Alarmingly, the hackers stole the tools used by FireEye’s “red team” which hacks into its clients’ systems to highlight their own vulnerabilities. The company is now scrambling to deploy countermeasures. 

Cyber weapons have already become an accepted part of many states’ armouries given their cheapness, effectiveness and deniability. Their use has been examined in a chilling, new HBO documentary, The Perfect Weapon, based on a book by David Sanger.

The film highlights how the US and Israel were the first to realise the power of cyber weapons, unleashing the Stuxnet malware against Iran to degrade its nuclear weapons programme in 2007. “Stuxnet was the first time a major state used a powerful cyber weapon in an aggressive way,” Amy Zegart, the co-director of the Centre for International Security and Co-operation at Stanford University, says in the film. 

But that successful attack opened a Pandora’s box of troubles that may now be impossible to slam shut. The Iranians, North Koreans, Russians and Chinese rapidly concluded that cyber war was an asymmetrical game against a country as big, open and digitally exposed as the US. 
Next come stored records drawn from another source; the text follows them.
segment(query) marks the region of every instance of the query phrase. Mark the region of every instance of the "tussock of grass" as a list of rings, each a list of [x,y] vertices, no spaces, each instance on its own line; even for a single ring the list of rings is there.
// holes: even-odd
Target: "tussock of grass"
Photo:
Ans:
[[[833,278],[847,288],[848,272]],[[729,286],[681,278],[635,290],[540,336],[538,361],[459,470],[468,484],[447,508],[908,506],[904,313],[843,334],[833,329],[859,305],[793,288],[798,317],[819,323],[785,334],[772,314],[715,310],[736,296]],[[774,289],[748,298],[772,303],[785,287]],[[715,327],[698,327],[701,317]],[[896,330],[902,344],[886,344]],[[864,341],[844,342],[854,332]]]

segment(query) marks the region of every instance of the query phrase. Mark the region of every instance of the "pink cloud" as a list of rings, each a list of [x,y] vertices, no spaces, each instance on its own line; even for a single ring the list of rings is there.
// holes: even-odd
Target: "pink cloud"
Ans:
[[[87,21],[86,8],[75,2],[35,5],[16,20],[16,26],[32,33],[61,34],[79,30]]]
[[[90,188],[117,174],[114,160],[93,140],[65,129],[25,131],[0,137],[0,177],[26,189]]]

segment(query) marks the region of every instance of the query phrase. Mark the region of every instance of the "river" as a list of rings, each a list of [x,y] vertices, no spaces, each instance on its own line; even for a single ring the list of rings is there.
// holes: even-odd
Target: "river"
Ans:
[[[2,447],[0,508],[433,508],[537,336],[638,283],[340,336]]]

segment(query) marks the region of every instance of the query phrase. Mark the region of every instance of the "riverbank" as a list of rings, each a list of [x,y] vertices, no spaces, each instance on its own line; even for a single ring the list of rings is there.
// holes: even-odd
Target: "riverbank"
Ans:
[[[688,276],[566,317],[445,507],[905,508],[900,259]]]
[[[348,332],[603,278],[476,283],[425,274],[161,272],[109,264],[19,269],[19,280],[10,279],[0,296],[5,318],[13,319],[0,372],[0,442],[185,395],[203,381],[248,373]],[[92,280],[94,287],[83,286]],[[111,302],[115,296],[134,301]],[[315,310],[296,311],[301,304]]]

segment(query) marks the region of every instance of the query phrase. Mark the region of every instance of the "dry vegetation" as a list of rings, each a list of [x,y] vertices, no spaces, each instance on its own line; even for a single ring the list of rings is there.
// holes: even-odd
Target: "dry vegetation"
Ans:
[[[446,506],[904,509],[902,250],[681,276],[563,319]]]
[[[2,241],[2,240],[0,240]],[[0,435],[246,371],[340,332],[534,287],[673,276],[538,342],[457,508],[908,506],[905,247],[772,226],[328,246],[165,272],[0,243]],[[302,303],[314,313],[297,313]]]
In 2014 there was a damaging Iranian cyber attack on the casino empire of Sheldon Adelson, the American tycoon who had openly called for a nuclear bomb to be dropped on Iran. North Korean hackers then inflicted serious damage on Sony Pictures in anger at the release of a film mocking the dictator Kim Jong Un. They later released the WannaCry ransomware, exploiting flaws in Microsoft software to hit more than 155 countries.

Russians have launched cyber attacks against Ukraine, incapacitating electricity grids, subway systems and airports. They also hacked the Democratic National Committee during the 2016 US presidential election campaign and released stolen emails to WikiLeaks.

Chinese hackers have cracked open the US Office of Personnel Management accessing nearly 22m files. According to experts quoted in the film, they have also been attempting to hack into Covid-19 vaccine programmes and have been deliberately feeding an “infodemic” of disinformation about the pandemic in the US.

Given all this, it is little wonder that US defence officials have for years been warning about the dangers of a “cyber Pearl Harbor” that could take down critical infrastructure, even as they contemplate unleashing devastating cyber attacks of their own.

But it is not just state-on-state cyber conflict that is alarming. We should also worry about the internet’s systemic instability, given its governance is unnervingly flimsy. Ingenious, short-term patches have stayed in place a remarkably long time while long-term fixes have never materialised.

Satya Nadella, Microsoft’s chief executive, argues that societal trust in technology has been degrading because of growing concerns about cyber security, privacy, internet safety and the ethical use of artificial intelligence. “Given the inevitability of tech playing a much more central role, we need to build more trust,” he said this week.

Corporate engineering teams should take more responsibility for developing systems to ensure security and reinforce trust, Mr Nadella said. But we also need new regulations and institutions.

Our governance structures remain stuck in the analogue age. We either need to reimagine their scope or invent new ones. We could start with a World Data Organisation to agree protections for personal data and secure international data flows. The digital equivalent of a US Food and Drug Administration might be charged with preapproving algorithms used in sensitive areas, such as healthcare and the judicial system. And a Digital Geneva Convention could establish the limits of cyber war. 

William Gibson, the science-fiction writer who coined the term cyber space, told me earlier this year that we may be the last generation to draw any distinction between our offline and online worlds. He is doubtless right. It is time we governed our physical and virtual worlds as one.